Independent voters say the economy is fairly bad or very bad.
Republicans say the economy is very bad or fairly bad.
So when you take a look at polling, when you take a look, whether it's economic, whether it's Black Lives Matter, whether it's support for the president or the vice president, moderates and Republicans are very, very similar.
That says to me, you know, you take a look at Virginia, you take the election, the young kid, you take a look at New Jersey.
I think independent voters—actually, I'm going to pause real quick.
Pew Research put out a political tribes study, and they found that there is the ambivalent right, which where they categorize you or I, then there's like the Democratic— How am I ambivalent right?

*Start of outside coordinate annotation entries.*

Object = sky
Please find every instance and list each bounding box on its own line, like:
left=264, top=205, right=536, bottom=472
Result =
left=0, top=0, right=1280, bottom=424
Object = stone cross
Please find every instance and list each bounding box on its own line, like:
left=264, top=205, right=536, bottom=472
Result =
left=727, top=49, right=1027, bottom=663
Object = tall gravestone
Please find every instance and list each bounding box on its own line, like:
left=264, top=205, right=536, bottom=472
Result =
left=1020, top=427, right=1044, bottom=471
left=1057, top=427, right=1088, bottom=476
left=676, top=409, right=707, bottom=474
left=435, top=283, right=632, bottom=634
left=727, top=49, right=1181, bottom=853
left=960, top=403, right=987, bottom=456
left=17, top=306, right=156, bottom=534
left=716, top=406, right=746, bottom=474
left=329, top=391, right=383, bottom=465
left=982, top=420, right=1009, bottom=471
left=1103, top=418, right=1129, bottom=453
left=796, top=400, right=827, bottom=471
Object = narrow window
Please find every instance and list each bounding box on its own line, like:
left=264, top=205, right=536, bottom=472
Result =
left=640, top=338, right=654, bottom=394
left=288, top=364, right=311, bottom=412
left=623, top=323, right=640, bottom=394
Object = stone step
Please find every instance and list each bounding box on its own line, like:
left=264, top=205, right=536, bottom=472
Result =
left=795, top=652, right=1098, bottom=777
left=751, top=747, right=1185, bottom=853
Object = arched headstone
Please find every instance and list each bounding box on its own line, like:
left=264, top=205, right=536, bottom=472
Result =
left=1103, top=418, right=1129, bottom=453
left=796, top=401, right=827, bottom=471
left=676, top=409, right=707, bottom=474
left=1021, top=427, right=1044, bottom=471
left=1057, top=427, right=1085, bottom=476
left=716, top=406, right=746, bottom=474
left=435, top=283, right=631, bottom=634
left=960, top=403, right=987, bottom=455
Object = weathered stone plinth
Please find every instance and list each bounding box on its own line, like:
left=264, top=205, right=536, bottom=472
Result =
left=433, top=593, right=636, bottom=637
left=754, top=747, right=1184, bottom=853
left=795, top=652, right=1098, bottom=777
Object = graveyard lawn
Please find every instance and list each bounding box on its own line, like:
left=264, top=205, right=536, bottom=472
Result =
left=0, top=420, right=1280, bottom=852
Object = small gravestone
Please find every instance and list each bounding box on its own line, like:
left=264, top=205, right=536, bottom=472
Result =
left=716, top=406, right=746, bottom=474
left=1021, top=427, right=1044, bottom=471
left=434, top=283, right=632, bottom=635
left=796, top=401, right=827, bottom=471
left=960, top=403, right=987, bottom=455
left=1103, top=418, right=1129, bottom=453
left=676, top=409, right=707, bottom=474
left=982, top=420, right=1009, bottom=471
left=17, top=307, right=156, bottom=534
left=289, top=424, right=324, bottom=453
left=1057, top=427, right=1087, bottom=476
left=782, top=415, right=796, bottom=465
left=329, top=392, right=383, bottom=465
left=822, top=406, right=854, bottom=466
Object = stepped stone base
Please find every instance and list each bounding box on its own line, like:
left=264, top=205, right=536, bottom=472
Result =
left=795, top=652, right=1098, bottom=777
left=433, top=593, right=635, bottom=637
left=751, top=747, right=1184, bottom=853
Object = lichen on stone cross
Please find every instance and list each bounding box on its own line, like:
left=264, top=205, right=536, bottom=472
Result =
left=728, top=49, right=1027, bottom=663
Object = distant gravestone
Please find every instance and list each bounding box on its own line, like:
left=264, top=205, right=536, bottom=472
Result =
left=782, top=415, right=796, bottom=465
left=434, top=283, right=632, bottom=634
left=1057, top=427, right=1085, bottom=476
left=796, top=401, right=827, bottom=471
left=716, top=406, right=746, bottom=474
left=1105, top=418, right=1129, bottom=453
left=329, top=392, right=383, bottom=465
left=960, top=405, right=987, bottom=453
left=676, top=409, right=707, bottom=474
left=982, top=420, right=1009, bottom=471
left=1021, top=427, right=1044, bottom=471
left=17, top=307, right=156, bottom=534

They have a group called the stressed sideline, which is considered not left or right.
However, the majority of those in what's considered the stressed sideline are center right.
So when they plot them on a map from zero, then left and zero and then right, the middle of the road people who are not politically active are center right.
What that means is...
Moderates, independents, Republicans, liberty-minded individuals are probably leaning towards right-leaning politicians and ideas and away from Democrats.
So I think it says a lot for what's to come, but I also think it says that Democrats are tribal in their positions.
What I'm hoping is that people realize the pitfall in being tribal, and then more and more people move to more of a kind of a centrist mentality, because that's where I think most people lie.
Most people's beliefs are a conglomeration of both sides.